Without CO2, a 65-watt light may be too much for a 20-gallon tank.


----------



## cs_gardener (Apr 28, 2006)

Some good, easy surface floaters are Limnobium laevigatum, (Amazon Frogbit), Phyllanthus fluitans (red-root floater) and Salvinia minima. Ceratophyllum demersum (hornwort) is another good floater that floats just under the surface of the water. You can leave Hygrophila difformis (water wisteria) floating instead of planting it. There's also duckweed, but I've come to view it as a plague so I'm not recommending it. 

If you also get some tall or large leaved plants like Nuphar japonica, red tiger lilly, some of the taller crypts, or maybe a smaller sword and let the leaves grow up, they'll help cut down on the light that gets in the tank. I just removed a large sword (leaves well over 2 feet long and about 3" wide) from a 33 gallon tank and suddenly there's LIGHT! I hadn't realized how much light that plant had been blocking until it was gone.


----------



## newbie314 (Mar 2, 2007)

Amazon Pennywort will travel across the surface. Neat plant.


----------



## aley1511 (Apr 23, 2007)

ab420 said:


> That sounds like a plan! I'll use a good amount of floating plants to use up some of the light.
> 
> Any recommendations for fast growing floating plants?

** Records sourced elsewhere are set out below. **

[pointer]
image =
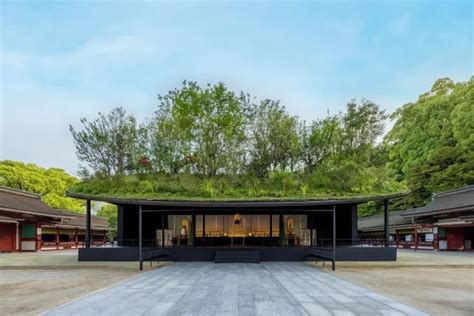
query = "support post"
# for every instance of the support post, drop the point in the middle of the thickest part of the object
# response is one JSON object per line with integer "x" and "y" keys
{"x": 281, "y": 229}
{"x": 416, "y": 238}
{"x": 88, "y": 223}
{"x": 57, "y": 238}
{"x": 76, "y": 240}
{"x": 193, "y": 227}
{"x": 386, "y": 223}
{"x": 163, "y": 229}
{"x": 271, "y": 227}
{"x": 333, "y": 237}
{"x": 204, "y": 225}
{"x": 140, "y": 254}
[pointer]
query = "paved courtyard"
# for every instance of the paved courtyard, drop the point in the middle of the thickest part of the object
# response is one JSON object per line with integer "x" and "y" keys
{"x": 202, "y": 288}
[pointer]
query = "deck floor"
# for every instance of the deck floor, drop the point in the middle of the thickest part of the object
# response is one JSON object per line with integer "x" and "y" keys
{"x": 204, "y": 288}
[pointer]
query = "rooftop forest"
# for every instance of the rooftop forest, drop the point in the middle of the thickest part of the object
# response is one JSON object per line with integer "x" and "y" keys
{"x": 212, "y": 143}
{"x": 208, "y": 142}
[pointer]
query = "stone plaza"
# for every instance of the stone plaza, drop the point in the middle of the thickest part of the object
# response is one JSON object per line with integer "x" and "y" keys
{"x": 204, "y": 288}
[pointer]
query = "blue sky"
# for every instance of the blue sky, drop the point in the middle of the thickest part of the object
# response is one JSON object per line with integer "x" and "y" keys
{"x": 61, "y": 61}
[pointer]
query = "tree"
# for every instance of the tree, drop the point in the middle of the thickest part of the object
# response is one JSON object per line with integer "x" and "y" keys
{"x": 430, "y": 146}
{"x": 206, "y": 126}
{"x": 50, "y": 183}
{"x": 111, "y": 144}
{"x": 274, "y": 143}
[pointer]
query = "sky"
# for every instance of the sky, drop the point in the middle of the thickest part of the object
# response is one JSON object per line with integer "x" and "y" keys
{"x": 61, "y": 61}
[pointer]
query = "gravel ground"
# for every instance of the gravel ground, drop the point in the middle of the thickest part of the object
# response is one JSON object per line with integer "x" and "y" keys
{"x": 31, "y": 283}
{"x": 439, "y": 283}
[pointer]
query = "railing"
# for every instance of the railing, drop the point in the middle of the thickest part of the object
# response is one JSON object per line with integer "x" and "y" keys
{"x": 53, "y": 245}
{"x": 351, "y": 242}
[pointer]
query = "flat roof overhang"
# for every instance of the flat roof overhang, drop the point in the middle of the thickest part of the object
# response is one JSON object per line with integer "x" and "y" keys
{"x": 237, "y": 204}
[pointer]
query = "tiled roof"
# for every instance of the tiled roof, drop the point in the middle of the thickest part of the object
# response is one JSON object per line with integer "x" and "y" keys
{"x": 376, "y": 222}
{"x": 77, "y": 220}
{"x": 6, "y": 219}
{"x": 455, "y": 200}
{"x": 12, "y": 200}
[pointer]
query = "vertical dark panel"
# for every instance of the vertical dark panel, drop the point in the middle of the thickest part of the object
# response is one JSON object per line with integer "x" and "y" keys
{"x": 271, "y": 225}
{"x": 355, "y": 218}
{"x": 140, "y": 255}
{"x": 163, "y": 229}
{"x": 204, "y": 225}
{"x": 386, "y": 223}
{"x": 120, "y": 224}
{"x": 193, "y": 227}
{"x": 334, "y": 238}
{"x": 88, "y": 223}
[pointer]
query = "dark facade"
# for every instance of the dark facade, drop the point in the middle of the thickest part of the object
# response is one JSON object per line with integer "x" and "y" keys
{"x": 237, "y": 230}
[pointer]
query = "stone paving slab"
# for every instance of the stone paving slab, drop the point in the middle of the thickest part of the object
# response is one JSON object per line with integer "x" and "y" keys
{"x": 206, "y": 288}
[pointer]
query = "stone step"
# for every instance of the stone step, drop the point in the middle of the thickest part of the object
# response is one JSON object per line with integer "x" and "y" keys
{"x": 237, "y": 256}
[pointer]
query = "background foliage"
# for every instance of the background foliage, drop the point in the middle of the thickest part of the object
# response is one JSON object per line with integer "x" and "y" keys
{"x": 211, "y": 143}
{"x": 50, "y": 183}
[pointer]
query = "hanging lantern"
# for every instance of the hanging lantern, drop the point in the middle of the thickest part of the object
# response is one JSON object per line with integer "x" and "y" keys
{"x": 145, "y": 161}
{"x": 237, "y": 219}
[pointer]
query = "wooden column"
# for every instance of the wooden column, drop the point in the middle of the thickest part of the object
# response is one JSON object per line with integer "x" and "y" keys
{"x": 193, "y": 227}
{"x": 271, "y": 226}
{"x": 416, "y": 238}
{"x": 333, "y": 237}
{"x": 163, "y": 229}
{"x": 386, "y": 223}
{"x": 57, "y": 238}
{"x": 140, "y": 254}
{"x": 204, "y": 225}
{"x": 88, "y": 223}
{"x": 281, "y": 228}
{"x": 76, "y": 238}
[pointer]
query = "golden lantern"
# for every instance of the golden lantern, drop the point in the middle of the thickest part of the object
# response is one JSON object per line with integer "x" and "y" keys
{"x": 237, "y": 219}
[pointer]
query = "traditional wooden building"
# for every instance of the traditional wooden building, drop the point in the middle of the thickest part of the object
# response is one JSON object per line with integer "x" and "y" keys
{"x": 71, "y": 232}
{"x": 446, "y": 223}
{"x": 28, "y": 224}
{"x": 237, "y": 231}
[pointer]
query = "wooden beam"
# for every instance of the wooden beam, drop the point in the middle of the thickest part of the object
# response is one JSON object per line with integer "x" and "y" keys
{"x": 163, "y": 229}
{"x": 386, "y": 223}
{"x": 334, "y": 238}
{"x": 140, "y": 254}
{"x": 88, "y": 223}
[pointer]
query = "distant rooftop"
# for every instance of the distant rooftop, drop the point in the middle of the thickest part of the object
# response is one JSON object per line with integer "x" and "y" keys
{"x": 13, "y": 200}
{"x": 457, "y": 200}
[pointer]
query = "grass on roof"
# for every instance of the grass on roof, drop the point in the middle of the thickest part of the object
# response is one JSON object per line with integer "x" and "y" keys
{"x": 280, "y": 186}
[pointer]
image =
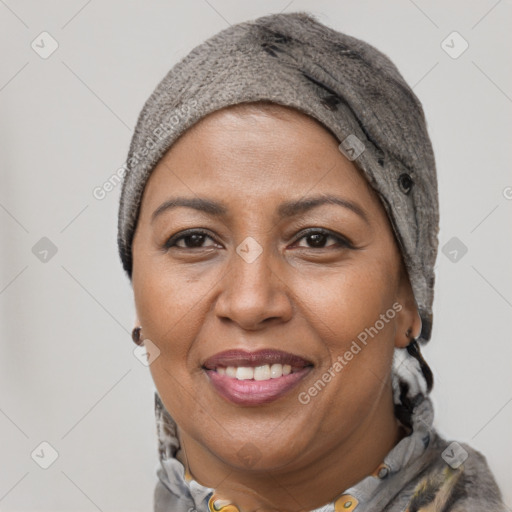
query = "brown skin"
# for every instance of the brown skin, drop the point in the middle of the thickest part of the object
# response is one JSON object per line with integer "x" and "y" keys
{"x": 309, "y": 295}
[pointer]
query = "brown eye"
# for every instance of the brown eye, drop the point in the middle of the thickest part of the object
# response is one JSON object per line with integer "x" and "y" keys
{"x": 317, "y": 238}
{"x": 191, "y": 239}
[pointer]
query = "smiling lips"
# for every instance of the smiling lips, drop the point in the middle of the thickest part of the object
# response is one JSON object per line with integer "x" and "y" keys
{"x": 254, "y": 378}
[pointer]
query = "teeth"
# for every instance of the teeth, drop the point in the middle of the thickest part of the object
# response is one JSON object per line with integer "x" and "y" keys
{"x": 244, "y": 373}
{"x": 264, "y": 372}
{"x": 276, "y": 370}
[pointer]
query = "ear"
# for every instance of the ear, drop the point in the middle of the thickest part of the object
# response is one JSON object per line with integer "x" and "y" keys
{"x": 408, "y": 320}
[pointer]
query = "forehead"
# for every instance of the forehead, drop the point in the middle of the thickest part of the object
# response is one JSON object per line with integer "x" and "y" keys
{"x": 257, "y": 153}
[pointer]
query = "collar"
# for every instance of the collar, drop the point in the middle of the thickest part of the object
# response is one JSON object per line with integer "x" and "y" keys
{"x": 404, "y": 461}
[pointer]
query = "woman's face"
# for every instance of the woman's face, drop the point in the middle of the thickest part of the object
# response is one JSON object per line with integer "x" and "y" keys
{"x": 265, "y": 272}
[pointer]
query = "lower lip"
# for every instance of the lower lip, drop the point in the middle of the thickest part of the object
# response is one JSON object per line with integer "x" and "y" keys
{"x": 255, "y": 392}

I have a 20 gallon high with 2 power compact bulbs totalling at 130 watts. It comes out to 6.5 watts per gallon. Yet I have difficulty growing glosso and other light demanding foreground plants because of the height of the tank. So don't worry about using floating plants to reduce the light intensity if you are planning to grow light demanding foreground plants such as glosso etc. The height of the tank already diminishes wattage considerably.


----------